Anna thinks, “It was one of those days when you can see the ghosts of all the other lovely days. You drink a bit and watch the ghosts of all the lovely days that have ever been from behind a glass” (122). Anna surrenders to her situation and her mindset as a victim, escaping into alcohol and nostalgia of days better and days gone.
Ethel becomes frustrated with Anna, in part because Ethel is not as financially viable as she thought she would be. Out of her own loneliness, she begs Anna not to leave her after insulting her. Anna is shaken by the incident because it forces her to remember the reality that Walter has left her, and that money is survival. It is soon after that she agrees to see Carl, who can be seen as a financial opportunity. Because Laurie spoke well of Anna and introduced her to Carl, he is interested in engaging with her further. Again, the bonds created by the shared fate of disposability of females are vital, as Laurie does look out for Anna, whereas Ethel wants Anna to fulfill Ethel’s own financial agenda.
However, Anna wants more from her financial opportunity. Despite knowing better, she craves to be taken care of, to belong to someone, to be a real presence in another’s life and, most importantly, to escape. Anna imagines and hopes that “Carl would say, ‘When I leave London, I’m going to take you with me.’ And imagining it although his eyes had that look—this is just for while I’m here, and I hope you get me” (134). Anna’s dependency has her made powerless and even though she finally gains money from Carl, she is unable to do anything with it and, ultimately, it is lent to Maudie.

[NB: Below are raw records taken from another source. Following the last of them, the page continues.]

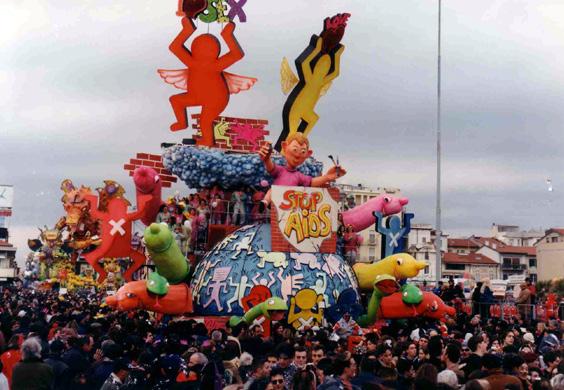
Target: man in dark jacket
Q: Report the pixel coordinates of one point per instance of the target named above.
(77, 357)
(32, 373)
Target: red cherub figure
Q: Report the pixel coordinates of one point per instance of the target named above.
(206, 82)
(116, 225)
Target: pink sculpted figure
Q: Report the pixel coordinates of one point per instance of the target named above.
(362, 217)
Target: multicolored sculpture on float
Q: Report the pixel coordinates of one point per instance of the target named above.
(135, 296)
(82, 230)
(209, 11)
(165, 291)
(110, 209)
(389, 299)
(206, 82)
(272, 309)
(48, 247)
(362, 216)
(394, 231)
(148, 182)
(317, 66)
(244, 262)
(400, 266)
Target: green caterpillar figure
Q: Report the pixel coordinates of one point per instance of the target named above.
(263, 308)
(170, 263)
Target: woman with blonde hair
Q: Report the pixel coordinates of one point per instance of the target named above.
(487, 299)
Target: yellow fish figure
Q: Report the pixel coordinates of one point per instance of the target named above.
(400, 266)
(313, 81)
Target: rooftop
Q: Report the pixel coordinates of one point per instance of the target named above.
(462, 243)
(471, 258)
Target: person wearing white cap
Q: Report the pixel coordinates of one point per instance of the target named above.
(448, 377)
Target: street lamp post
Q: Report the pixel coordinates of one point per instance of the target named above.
(438, 236)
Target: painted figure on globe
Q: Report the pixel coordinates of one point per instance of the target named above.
(206, 82)
(302, 314)
(317, 66)
(296, 150)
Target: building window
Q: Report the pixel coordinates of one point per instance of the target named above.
(455, 267)
(371, 254)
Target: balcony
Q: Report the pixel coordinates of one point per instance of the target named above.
(513, 267)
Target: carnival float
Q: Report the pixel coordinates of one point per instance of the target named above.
(283, 265)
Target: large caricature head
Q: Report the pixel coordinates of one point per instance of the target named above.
(74, 201)
(296, 150)
(206, 47)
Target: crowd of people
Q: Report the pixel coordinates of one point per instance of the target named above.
(74, 341)
(189, 217)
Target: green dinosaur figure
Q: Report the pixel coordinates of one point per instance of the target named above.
(165, 253)
(157, 284)
(383, 285)
(410, 294)
(263, 308)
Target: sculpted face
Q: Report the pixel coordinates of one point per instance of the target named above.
(295, 153)
(145, 179)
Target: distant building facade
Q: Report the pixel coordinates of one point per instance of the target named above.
(512, 235)
(550, 254)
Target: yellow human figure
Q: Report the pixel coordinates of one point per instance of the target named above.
(316, 82)
(305, 299)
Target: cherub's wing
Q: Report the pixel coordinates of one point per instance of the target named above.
(288, 78)
(237, 83)
(325, 88)
(178, 77)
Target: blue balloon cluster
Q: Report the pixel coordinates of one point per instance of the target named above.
(204, 168)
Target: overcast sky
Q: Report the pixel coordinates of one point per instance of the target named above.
(79, 96)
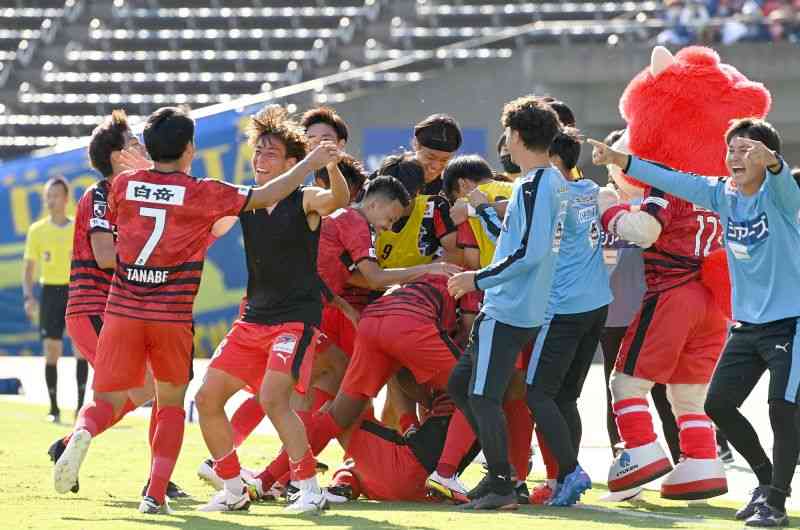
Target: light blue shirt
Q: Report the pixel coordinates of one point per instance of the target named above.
(522, 269)
(762, 235)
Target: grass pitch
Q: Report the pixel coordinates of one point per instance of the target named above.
(116, 468)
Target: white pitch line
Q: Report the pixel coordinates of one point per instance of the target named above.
(636, 513)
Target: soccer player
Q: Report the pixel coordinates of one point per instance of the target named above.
(436, 139)
(48, 246)
(512, 311)
(163, 218)
(759, 206)
(271, 348)
(576, 314)
(112, 150)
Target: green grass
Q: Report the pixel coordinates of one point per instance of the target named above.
(116, 468)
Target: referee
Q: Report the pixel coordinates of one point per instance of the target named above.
(49, 246)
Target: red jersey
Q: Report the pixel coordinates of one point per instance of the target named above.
(426, 300)
(88, 283)
(688, 234)
(163, 226)
(345, 240)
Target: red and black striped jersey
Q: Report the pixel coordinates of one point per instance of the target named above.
(163, 225)
(88, 283)
(688, 234)
(426, 300)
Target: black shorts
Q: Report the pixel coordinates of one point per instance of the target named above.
(52, 308)
(752, 349)
(491, 354)
(563, 353)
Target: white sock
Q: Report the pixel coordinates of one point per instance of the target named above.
(234, 485)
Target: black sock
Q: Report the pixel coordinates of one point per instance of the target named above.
(741, 435)
(784, 452)
(493, 435)
(51, 377)
(81, 374)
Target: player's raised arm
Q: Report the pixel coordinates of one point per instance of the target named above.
(277, 189)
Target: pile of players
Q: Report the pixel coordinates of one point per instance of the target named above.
(478, 299)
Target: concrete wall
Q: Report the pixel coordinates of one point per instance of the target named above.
(589, 78)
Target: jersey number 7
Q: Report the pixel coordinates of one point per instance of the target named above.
(160, 216)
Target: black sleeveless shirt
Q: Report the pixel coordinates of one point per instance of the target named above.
(281, 251)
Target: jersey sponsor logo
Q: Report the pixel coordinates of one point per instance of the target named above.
(147, 275)
(587, 215)
(155, 193)
(658, 201)
(99, 223)
(750, 232)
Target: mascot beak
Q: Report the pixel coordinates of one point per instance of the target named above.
(660, 60)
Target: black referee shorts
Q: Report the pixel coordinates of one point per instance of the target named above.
(52, 308)
(752, 349)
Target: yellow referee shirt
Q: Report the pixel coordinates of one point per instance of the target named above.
(50, 246)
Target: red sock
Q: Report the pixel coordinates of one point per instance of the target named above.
(320, 398)
(304, 468)
(246, 419)
(634, 422)
(228, 466)
(167, 442)
(550, 462)
(460, 438)
(95, 417)
(520, 432)
(697, 436)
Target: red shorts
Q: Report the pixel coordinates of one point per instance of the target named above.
(338, 329)
(126, 346)
(249, 350)
(386, 470)
(84, 331)
(676, 337)
(386, 344)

Anna compares her eyes to “a soucriant’s eyes” (140); a soucriant is a mythological creature that sucks blood, similar to a vampire. Furthering this pseudo-vampirism, she prefers to move through the darkness and live off of others, though she does this to escape.
Only when she fears and then confirms the worst—that she is pregnant—is she forced to realize that she must come to terms with her reality and that she cannot erase the issue with alcohol or dreaming of a better life.